APRENDER A DANZAR
Todos los años, alrededor de 200 chicos de entre 8 y 12 años se presentan para el examen de ingreso en la Escuela de Danza del Teatro Colón. Es, como todo proceso educativo de carácter selectivo, un camino arduo, al que se le suma la propia exigencia de una actividad que hace del rigor con el cuerpo y la disciplina una conducta. Un año de danza, la película de Cecilia Miljiker, documenta ese proceso, el de la previa al ingreso hasta la muestra anual que hacen los estudiantes de la institución. Y se centra especialmente en el grupo de niños y niñas que transitan el primer año de la carrera, en el vínculo que tienen con aquello que los apasiona y también con sus familias, puntualmente madres y abuelas.
El documental mezcla la dinámica del relato estudiantil con lo deportivo, a partir de reflejar el entrenamiento, la enseñanza de la técnica, la dinámica grupal, pero también el lapso de tiempo en el que los estudiantes van alcanzando un mayor dominio de la danza. Si Miljiker no subraya la dureza en la enseñanza (el de la danza clásica debe ser uno de los espacios más competitivos y a la vez exigentes) ni el nivel casi obsesivo con que los jóvenes estudiantes buscan alcanzar su objetivo, eso se adivina cuando la cámara captura gestos y formas de los docentes, pero también en los testimonios de los chicos o de madres que buscan disimular la tensión. Es curioso cómo las madres quieren demostrar la libertad de sus hijos al elegir esa carrera, mientras invaden el espacio de los chicos y explican a cámara los sentimientos y deseos que los movilizan.

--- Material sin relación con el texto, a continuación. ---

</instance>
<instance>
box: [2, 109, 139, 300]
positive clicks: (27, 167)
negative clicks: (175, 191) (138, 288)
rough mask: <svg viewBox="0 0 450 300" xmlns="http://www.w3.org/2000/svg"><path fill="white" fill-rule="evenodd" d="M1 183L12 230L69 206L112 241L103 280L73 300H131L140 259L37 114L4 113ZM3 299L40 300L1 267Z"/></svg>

La directora opta por mezclar recursos tradicionales (testimonios a cámara de bustos parlantes) con otros más contemporáneos (un registro de observación), y es el montaje el que no sólo fusiona sino también construye la narrativa con envidiable precisión. A través de la edición, los cuerpos alcanzan un carácter coreográfico, logrando una notable continuidad entre tema y forma: si la danza es una actividad que mezcla la destreza física con el rigor en la precisión del tiempo, el documental hace de eso una bandera. En apenas 80 minutos transita un año de estudio, el recorte de cada estudiante permite ver un crecimiento individual y grupal. Y como si de una ficción se tratara, encuentra en la muestra de fin de año, en los ensayos hacia ese montaje, el clímax dramático que el documental necesita. Hacia el final, Un año de danza emociona porque nos comprometió en el recorrido de sus personajes y nos deja pensando sobre cuál será el futuro de cada uno. Y las despedidas del año del ciclo lectivo no sólo sirven para ver en esos exigentes estudiantes a los niños que en verdad son, sino también para descubrir la circularidad de un movimiento que no se acaba nunca.